According to an argument in Woroni’s last issue, young people are the “major domestic players” in poverty reduction and climate change activism. This statement is blatantly false. I’d wager the evaluation budget for a small AusAid’s project is larger than all the money youth groups have ever raised for “poverty reduction”. And youth groups do not “control the message” on these issues! For starters, more people read editorials in the Murdoch press than the Youth Climate Coalition’s blog.
There are two key reasons why young people are a weak force for social change:
- Young people know nothing
Youth barely have any education, so how can we make a meaningful contribution to the resolution of complex problems?
Perhaps we inform ourselves? Nope. Youth do not “ask questions when we don’t know something” because we are so certain we know everything. Any tutor can give you a ten minute rant about how undergraduates have too much conviction and not enough humility regarding their opinions.
Young people are reluctant to educate themselves when we can get publicity instead. Despite ”eating lots of sugar”, youths do not “digest vast amounts of information”, we gloss over it because it is too taxing. For example, youth campaigns for “action” on climate change without first being familiar with what cost/benefit analyses suggest is the most effective response to likely threats.

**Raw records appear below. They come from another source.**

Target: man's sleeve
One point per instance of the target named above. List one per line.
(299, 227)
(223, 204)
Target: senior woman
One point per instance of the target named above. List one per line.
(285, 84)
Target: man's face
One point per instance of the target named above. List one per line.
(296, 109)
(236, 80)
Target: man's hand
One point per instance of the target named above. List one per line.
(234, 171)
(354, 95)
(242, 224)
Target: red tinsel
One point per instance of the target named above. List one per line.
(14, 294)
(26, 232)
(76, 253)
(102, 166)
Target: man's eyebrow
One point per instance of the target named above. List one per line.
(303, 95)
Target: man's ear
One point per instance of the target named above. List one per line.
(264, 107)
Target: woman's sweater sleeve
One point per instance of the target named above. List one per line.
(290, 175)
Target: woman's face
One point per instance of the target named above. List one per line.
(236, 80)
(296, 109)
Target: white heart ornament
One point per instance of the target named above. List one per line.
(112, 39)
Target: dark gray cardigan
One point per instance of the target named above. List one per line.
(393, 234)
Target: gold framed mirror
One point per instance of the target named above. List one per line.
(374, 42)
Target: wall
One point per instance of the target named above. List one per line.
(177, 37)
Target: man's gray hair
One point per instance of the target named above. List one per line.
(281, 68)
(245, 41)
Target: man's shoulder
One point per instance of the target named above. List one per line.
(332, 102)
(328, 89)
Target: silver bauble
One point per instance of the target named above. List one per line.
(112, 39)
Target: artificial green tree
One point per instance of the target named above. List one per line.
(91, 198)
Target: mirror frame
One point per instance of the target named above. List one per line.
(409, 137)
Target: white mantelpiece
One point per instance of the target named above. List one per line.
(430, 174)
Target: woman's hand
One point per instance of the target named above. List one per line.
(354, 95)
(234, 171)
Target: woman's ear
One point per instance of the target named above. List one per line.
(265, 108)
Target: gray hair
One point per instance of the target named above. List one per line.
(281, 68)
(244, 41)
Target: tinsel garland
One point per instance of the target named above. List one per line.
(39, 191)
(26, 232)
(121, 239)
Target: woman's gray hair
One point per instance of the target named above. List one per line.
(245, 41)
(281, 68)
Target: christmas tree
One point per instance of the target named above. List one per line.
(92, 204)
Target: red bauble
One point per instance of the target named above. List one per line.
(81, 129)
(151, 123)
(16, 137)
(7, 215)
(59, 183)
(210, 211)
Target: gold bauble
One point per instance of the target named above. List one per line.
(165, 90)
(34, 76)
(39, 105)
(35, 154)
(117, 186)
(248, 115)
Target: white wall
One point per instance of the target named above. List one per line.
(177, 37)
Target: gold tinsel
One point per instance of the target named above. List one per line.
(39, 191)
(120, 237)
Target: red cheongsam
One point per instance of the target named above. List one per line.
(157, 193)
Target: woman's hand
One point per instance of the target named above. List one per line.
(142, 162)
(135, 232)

Older people are more likely to have education and knowledge, and they are not desensitised. Listen to any talk by William Easterly or Bjorn Lomborg and you’ll instantly see they care passionately about their fields; they’ve simply recognised that resolving complex issues takes sustained effort, not a YouTube video.
- Young people have no influence
Youth groups have no access to power, and even when their executive gets a photo opportunity with the PM they cannot arrive with a convincing articulation of the problem they want tackled or how to resolve it. This is because such articulations require expertise to create and even more expertise to see implemented.
But perhaps they can create momentum? Hardly. What was the impact of the last batch of “marginalised” middle class kids sent to the 3rd world by YGap? What did the people doing Yoga on the opera house actually want? These campaigns are so devoid of substance they fail to even raise awareness.
The enthusiasm of young people to change things for the better is admirable, but we do not have “awesome power”; to suggest so is disingenuous and misinforms youth about the realities of social change in a complex world. We need more informed, slow burning, committed champions. Ego massages don’t help this happen.
In our democracy, influence typically goes to those who have made the effort to become authorities – like Ross Garnaut. This is a good thing. It is counterproductive to have discourse controlled by people who know very little. Becoming an agent for change thus starts with getting educated, not with “activism”.